Theoretically, pathway sharing was partly anticipated as consistent interactor sharing was present in several disease pairs. Clearly, the more interactors were shared, the more common pathways were expected. We critically evaluated this issue and measured the Pearson's correlation between the interactors and the pathways (as reported by the three databases together) shared among the disease pairs. Consistently, we observed that the number of shared pathways was proportional to the number of shared interactors in most cases (Figure 4B). However, the Alz pairs with autoimmune diseases were not following this trend. The overall Pearson's correlation coefficient was 0.79, which increased remarkably to 0.95 when Alz-autoimmune disease pairs were excluded. These observations demonstrate that the number of shared biological pathways among Alz and autoimmune diseases is higher than expected on the basis of interactor sharing.

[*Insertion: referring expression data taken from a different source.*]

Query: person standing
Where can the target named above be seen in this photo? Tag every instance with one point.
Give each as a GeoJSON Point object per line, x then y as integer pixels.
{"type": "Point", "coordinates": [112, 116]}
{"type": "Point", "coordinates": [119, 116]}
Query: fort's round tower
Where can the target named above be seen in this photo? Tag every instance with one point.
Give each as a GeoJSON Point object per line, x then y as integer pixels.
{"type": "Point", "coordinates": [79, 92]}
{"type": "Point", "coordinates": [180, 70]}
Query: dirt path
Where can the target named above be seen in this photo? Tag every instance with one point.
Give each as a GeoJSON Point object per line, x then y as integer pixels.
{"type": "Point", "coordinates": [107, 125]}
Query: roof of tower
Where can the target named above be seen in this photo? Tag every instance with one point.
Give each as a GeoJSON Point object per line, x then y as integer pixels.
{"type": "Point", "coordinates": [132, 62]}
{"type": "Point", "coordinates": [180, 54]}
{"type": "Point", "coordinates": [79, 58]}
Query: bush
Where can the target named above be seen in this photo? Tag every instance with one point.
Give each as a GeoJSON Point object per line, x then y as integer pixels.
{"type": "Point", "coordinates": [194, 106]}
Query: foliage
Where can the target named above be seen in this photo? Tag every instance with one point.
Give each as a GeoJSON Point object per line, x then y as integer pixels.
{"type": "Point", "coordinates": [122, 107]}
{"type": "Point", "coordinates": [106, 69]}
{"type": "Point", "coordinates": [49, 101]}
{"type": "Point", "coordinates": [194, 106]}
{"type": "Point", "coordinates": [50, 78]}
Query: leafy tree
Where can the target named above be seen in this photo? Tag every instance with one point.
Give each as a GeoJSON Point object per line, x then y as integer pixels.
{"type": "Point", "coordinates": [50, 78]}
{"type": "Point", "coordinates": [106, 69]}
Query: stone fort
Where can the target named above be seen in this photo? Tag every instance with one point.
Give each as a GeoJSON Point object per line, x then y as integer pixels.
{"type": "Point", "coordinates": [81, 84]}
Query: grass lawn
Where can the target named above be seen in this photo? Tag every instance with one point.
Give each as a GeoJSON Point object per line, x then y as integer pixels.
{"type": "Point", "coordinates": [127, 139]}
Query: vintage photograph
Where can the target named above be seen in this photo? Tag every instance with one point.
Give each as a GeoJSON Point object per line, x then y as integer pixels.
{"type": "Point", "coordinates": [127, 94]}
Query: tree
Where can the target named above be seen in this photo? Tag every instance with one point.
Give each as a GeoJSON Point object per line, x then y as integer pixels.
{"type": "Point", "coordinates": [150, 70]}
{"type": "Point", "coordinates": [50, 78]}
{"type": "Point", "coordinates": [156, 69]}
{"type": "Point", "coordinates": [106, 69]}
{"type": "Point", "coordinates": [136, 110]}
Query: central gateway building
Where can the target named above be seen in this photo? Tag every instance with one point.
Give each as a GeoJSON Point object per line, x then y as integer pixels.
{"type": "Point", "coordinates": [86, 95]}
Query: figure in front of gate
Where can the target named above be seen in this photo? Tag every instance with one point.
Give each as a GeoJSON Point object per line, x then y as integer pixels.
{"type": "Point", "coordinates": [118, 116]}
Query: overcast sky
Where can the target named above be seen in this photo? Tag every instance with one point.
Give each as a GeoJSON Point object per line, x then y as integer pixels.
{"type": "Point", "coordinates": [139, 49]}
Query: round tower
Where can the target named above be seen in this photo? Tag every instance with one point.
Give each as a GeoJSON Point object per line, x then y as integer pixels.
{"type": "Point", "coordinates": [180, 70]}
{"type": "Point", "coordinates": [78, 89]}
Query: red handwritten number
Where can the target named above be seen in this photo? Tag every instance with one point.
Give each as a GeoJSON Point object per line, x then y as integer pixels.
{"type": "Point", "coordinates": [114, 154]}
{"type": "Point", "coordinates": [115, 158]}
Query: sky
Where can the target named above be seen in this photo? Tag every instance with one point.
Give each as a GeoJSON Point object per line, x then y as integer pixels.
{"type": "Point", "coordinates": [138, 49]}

Finally, we ranked the associations among diseases based on the statistical significance of shared pathways in each database (Table S6). Scores starting from 1 were assigned from the highest significant association to the lowest. Those with insignificant p-values were assigned the rank 10. Then, we derived the cumulative ranks for each disease pair by summing their ranks in the three databases. As expected, T1D-Alz pair had the highest rank, followed by the autoimmune disease pairs MS-RA and T1D-RA, and then by MS-Alz and RA-Alz. All Park pairs scored very low. These results were depicted in Figure 5 displaying a network summary of relationships among the five diseases.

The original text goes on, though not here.